This is the mail archive of the gcc@gcc.gnu.org mailing list for the GCC project.


Index Nav: [Date Index] [Subject Index] [Author Index] [Thread Index]
Message Nav: [Date Prev] [Date Next] [Thread Prev] [Thread Next]
Other format: [Raw text]

API for callgraph and IPA passes for whole program optimization


Hi,
since it seems that we are getting ready with LTO, I think it is time to write
updated design document for callgraph and implementation of whole program
optimizer as outlined in Whopr document http://gcc.gnu.org/wiki/whopr
As usual, all comments or ideas are welcome ;)

Basic organization
==================

As described in whopr document, to have linktime optimizer scalable for whole
programs of reasonable size, we need to:

  A) Push as much as possible into compilation stage, including preparing of
  "summary" information for interprocedural optimization and write that on
  disk.
  B) At linktime stage do all interprocedural optimization decisions based
  solely on the callgraph, variable pool and the summaries present in object
  files without actually needing to examine all function bodies. We have to
  expect that all function bodies won't fit in memory or take long to load.
  C) Final compilation should apply the decisions of interprocedural
  optimization and do local optimization and should be possible to distribute
  it.

So every interprocedural optimization pass should be split into 3 phases:
  1) local analysis producing simple and small function summary based on the
  function body analyzed alone.
  2) global execution that based on the function summaries, callgraph and
  variable pool do the optimization decisions, note them in callgraph and
  varpool and somehow possibly update the local information of later IPA
  passes.  The optimization summaries produced should be again small, simple
  and possible to save on disk.
  3) local modification that takes the function body or variable initializer
  and applies changes based on optimization summary produced in 2).

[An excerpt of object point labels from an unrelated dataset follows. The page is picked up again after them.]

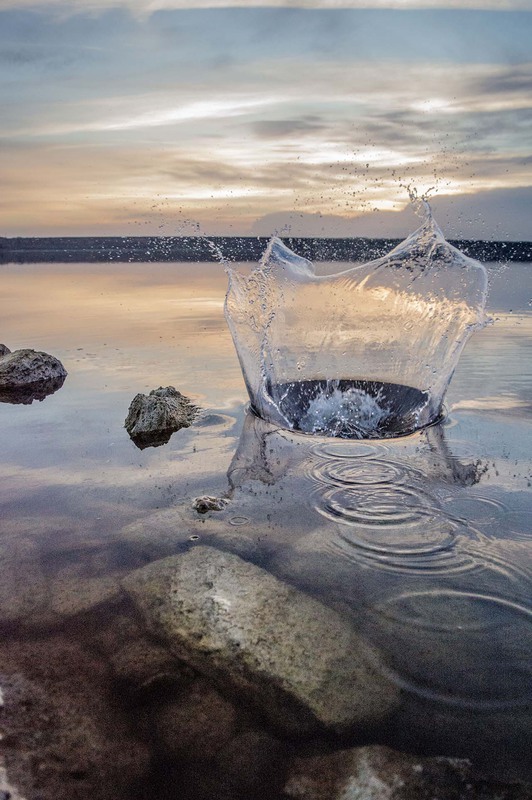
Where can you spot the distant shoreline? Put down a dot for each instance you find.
(101, 249)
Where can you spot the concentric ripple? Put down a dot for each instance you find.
(376, 505)
(366, 472)
(476, 648)
(431, 548)
(352, 450)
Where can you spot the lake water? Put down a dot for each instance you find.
(424, 541)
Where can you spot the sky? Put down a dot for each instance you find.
(147, 117)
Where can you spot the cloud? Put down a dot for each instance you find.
(144, 7)
(228, 116)
(481, 215)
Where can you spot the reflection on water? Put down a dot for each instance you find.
(422, 542)
(406, 539)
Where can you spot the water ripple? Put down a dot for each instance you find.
(476, 646)
(368, 471)
(378, 505)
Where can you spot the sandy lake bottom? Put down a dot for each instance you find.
(420, 546)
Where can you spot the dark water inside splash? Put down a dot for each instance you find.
(423, 542)
(350, 409)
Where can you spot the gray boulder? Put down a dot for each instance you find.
(378, 773)
(301, 662)
(153, 418)
(27, 375)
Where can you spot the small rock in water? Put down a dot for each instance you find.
(27, 375)
(379, 773)
(207, 503)
(153, 418)
(264, 641)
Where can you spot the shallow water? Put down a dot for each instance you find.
(424, 541)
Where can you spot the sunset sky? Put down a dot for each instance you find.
(137, 117)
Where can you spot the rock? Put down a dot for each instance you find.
(207, 503)
(378, 773)
(234, 622)
(153, 418)
(27, 375)
(196, 726)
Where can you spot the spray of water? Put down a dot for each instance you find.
(365, 353)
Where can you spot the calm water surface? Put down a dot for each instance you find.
(424, 541)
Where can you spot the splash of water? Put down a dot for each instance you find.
(365, 353)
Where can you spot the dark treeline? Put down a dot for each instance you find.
(194, 248)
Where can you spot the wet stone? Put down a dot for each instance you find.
(27, 375)
(207, 503)
(153, 418)
(301, 662)
(378, 773)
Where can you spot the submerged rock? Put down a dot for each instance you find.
(378, 773)
(153, 418)
(301, 662)
(207, 503)
(28, 375)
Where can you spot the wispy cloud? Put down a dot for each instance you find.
(150, 6)
(230, 116)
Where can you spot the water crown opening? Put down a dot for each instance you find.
(365, 353)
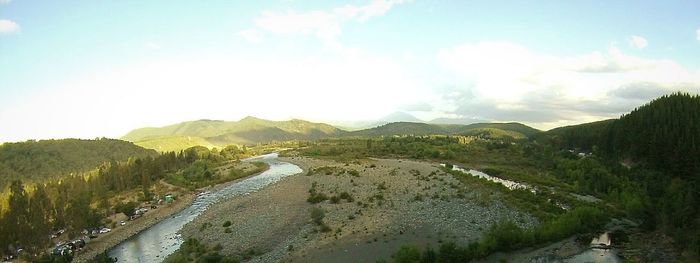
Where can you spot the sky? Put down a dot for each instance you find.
(86, 69)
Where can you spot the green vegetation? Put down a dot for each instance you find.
(174, 143)
(194, 251)
(482, 130)
(247, 131)
(317, 215)
(507, 236)
(33, 161)
(77, 202)
(200, 173)
(660, 141)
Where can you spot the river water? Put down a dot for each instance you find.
(160, 240)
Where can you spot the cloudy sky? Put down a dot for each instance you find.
(100, 68)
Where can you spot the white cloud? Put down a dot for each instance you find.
(251, 35)
(152, 46)
(222, 87)
(8, 26)
(506, 82)
(638, 42)
(323, 24)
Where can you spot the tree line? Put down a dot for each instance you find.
(78, 202)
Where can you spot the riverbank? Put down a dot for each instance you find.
(386, 203)
(107, 241)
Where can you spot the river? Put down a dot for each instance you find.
(157, 242)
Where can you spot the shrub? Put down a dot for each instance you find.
(407, 254)
(317, 215)
(347, 196)
(335, 199)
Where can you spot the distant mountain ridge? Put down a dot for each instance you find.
(515, 130)
(39, 160)
(249, 130)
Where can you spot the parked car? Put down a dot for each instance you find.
(79, 243)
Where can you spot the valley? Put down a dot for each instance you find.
(399, 192)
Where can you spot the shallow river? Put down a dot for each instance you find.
(161, 240)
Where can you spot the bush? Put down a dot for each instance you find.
(335, 199)
(346, 196)
(317, 215)
(316, 198)
(407, 254)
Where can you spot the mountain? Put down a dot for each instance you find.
(398, 116)
(458, 121)
(211, 133)
(663, 134)
(32, 160)
(514, 130)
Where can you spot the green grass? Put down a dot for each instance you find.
(174, 143)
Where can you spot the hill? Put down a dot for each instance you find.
(664, 134)
(514, 130)
(210, 133)
(659, 145)
(33, 160)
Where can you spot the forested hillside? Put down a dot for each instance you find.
(247, 131)
(659, 141)
(34, 160)
(498, 130)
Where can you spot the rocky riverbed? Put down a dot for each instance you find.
(393, 202)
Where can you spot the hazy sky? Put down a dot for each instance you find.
(100, 68)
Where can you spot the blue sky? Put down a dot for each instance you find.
(93, 68)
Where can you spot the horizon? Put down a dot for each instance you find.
(85, 70)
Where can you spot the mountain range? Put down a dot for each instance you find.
(251, 130)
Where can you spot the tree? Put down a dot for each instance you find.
(39, 207)
(17, 216)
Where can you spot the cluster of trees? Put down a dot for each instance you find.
(661, 141)
(78, 202)
(507, 236)
(192, 250)
(38, 160)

This is just rough outline: in real implementation we will probably want to do
some limited interprocedural optimization at compilation stage (especially
early inlining that enables a lot more optimization in C++) and we also will
probably want to do some late interprocedural optimization on fragments of the
whole program, such as IPA register allocation, that can't use summary produced
so early in optimization.

Current implementation status and short term plans
==================================================

The IPA organized into separate analyze/execution/modify passes was part of
original cgraph design.  The design was outlined in 2004 GCC summit paper
http://www.gccsummit.org/2004/2004-GCC-Summit-Proceedings.pdf

Inliner was organized this way, later passes wasn't organized and enforcing
this organization was difficult given the fact that linktime optimization
wasn't in sight http://gcc.gnu.org/ml/gcc/2004-11/msg00694.html so the code was
partly removed from mainline.

Since inliner is one of more interesting passes in this point of view,
reorganizing rest of optimizer should be that difficult at all.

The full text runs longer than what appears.